Real Art Ways
- Former names: RAW
- Location: 56 Arbor Street Hartford Connecticut, U.S.
- Type: Art and event space
- Events: Art exhibitions, film screenings, music, theater, literary, community events

Construction
- Opened: 1975; 51 years ago

Website
- www.realartways.org

= Real Art Ways =

Non-profit art space in Connecticut, U.S.

Real Art Ways is a non-profit art space established in 1975. Located at 56 Arbor Street in the Parkville neighborhood of Hartford, Connecticut, Real Art Ways exhibits visual art, houses an independent cinema and presents live music, theater, and literary and community events.

It has shown such artists as Sol LeWitt, Pepon Osorio, Jenny Holzer, Cindy Sherman, Robert Longo, David Salle, Roxy Paine, and Louise Bourgeois. Real Art Ways has also hosted notable performances by John Cage, Philip Glass, Ornette Coleman, Steve Reich, Laurie Anderson, Allen Ginsberg and others. The cinema at Real Art Ways regularly wins Best Art Cinema in the Hartford Advocates annual Best of Hartford awards.

== History ==

Real Art Ways was founded in 1975 by artists Ruth Cutler, Dan R. Talley, Al Baccili, Joseph Celli and Stan Sharshal.

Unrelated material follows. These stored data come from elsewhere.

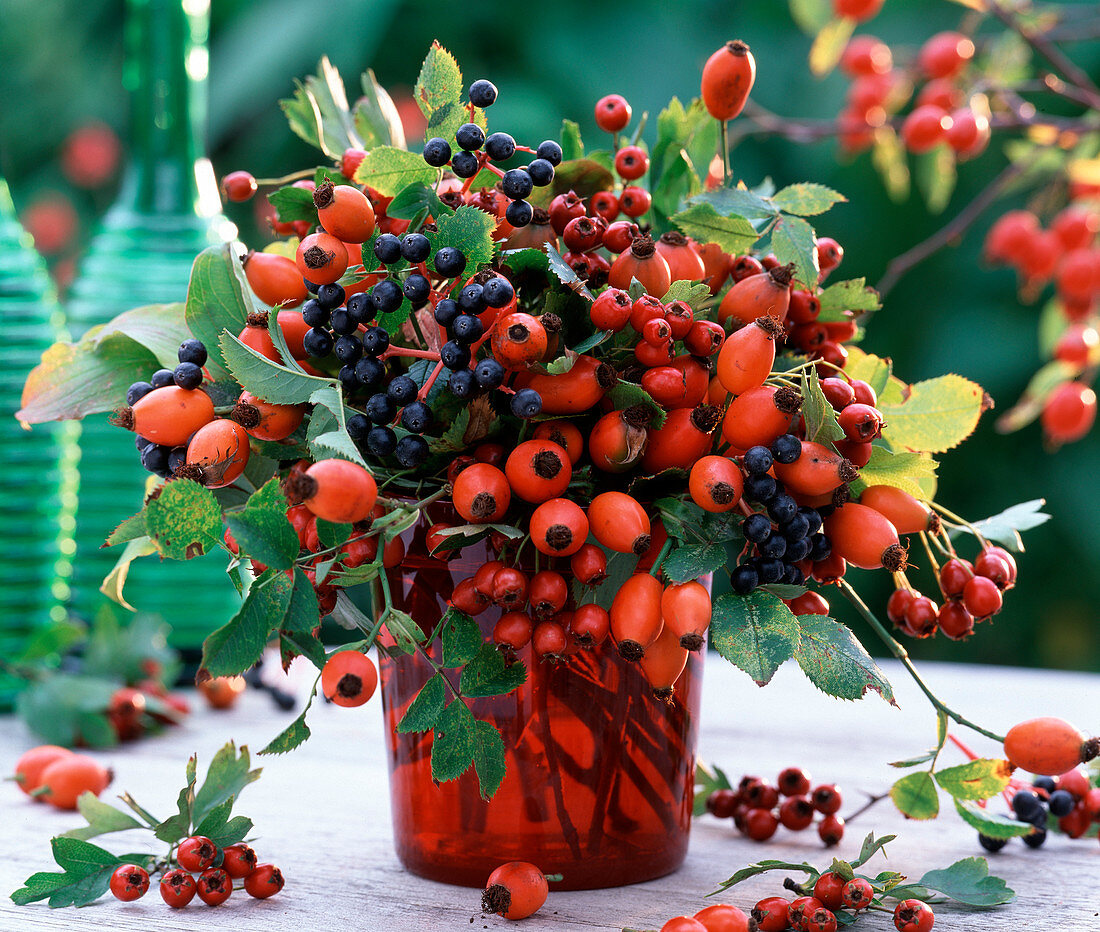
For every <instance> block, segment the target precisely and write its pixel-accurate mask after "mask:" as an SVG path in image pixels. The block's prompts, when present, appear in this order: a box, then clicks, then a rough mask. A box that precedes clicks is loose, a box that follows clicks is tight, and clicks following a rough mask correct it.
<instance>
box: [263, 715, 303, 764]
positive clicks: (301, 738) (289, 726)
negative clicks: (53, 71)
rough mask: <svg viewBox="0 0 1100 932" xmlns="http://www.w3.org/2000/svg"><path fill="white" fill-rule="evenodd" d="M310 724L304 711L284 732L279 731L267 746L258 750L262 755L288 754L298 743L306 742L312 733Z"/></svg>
mask: <svg viewBox="0 0 1100 932" xmlns="http://www.w3.org/2000/svg"><path fill="white" fill-rule="evenodd" d="M310 734H311V733H310V731H309V725H307V724H306V712H303V713H301V714H300V715H299V716H298V717H297V719H295V720H294V721H293V722H292V723H290V724H289V725H287V726H286V727H285V728H284V730H283V731H282V732H279V733H278V734H277V735H276V736H275V737H274V738H272V741H271V742H270V743H268V744H267V746H266V747H265V748H264V749H263V750H261V752H259V755H260V756H261V757H264V756H266V755H270V754H288V753H290V752H292V750H294V749H295V748H296V747H297V746H298V745H300V744H304V743H305V742H306V741H307V739H308V738H309V735H310Z"/></svg>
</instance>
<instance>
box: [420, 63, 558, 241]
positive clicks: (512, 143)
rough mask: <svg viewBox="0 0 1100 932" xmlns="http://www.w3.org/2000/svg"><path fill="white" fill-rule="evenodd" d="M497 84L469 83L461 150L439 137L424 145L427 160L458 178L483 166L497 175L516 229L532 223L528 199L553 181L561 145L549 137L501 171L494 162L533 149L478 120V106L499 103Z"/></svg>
mask: <svg viewBox="0 0 1100 932" xmlns="http://www.w3.org/2000/svg"><path fill="white" fill-rule="evenodd" d="M496 94H497V91H496V86H495V85H494V84H493V83H492V81H488V80H485V79H484V78H482V79H480V80H475V81H474V83H473V84H472V85H470V94H469V97H470V117H471V122H469V123H463V124H462V125H461V127H459V129H458V130H456V131H455V133H454V142H455V143H456V144H458V146H459V152H454V153H452V151H451V144H450V143H449V142H448V141H447V140H445V139H441V138H440V136H434V138H432V139H429V140H428V141H427V142H426V143H425V144H423V161H425V162H427V163H428V164H429V165H431V166H432V167H434V168H443V167H449V168H450V169H451V172H452V173H453V174H454V176H455V177H458V178H463V179H469V180H470V182H471V183H472V180H473V179H474V178H475V177H476V176H477V174H478V173H480V172H481V171H482V169H483V168H487V169H488V171H489V172H492V173H494V174H495V175H498V176H499V178H500V182H499V188H500V193H502V194H503V195H504V196H505V197H506V198H507V199H508V204H507V206H506V207H505V209H504V219H505V220H507V222H508V223H509V226H511V227H513V228H515V229H519V228H521V227H526V226H527V224H528V223H530V222H531V219H532V217H533V213H535V209H533V208H532V207H531V205H530V202H529V201H528V200H527V199H526V198H528V197H530V195H531V191H532V190H535V188H537V187H539V188H543V187H546V186H547V185H549V184H551V183H552V182H553V175H554V166H557V165H560V164H561V156H562V153H561V146H560V145H558V143H555V142H553V141H552V140H547V141H546V142H543V143H541V144H540V145H539V147H538V149H537V150H535V151H533V154H535V158H532V160H531V161H530V162H529V163H528V164H527V165H525V166H521V167H518V168H509V169H508V171H506V172H505V171H502V169H500V168H498V167H497V166H496V165H495V164H493V163H495V162H507V161H508V160H509V158H511V156H513V155H515V154H516V152H531V150H529V149H527V147H526V146H517V145H516V141H515V140H514V139H513V138H511V136H510V135H508V133H500V132H497V133H492V134H491V135H488V136H486V135H485V131H484V130H483V129H482V128H481V127H480V125H478V124H477V123H475V122H473V117H474V113H475V108H481V109H484V108H486V107H491V106H492V105H493V103H495V102H496Z"/></svg>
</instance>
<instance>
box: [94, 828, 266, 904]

In 1982, Real Art Ways (R.A.W.) sued the comics magazine RAW over its name.

== Public Art ==

Real Art Ways has presented a number of public art projects in Hartford, Connecticut. This includes an installation by the sound artist Alvin Lucier. Most recently, Real Public 2009 included work by Margarida Correia, Satch Hoyt, Sofia Maldonado and Matthew Rodriguez.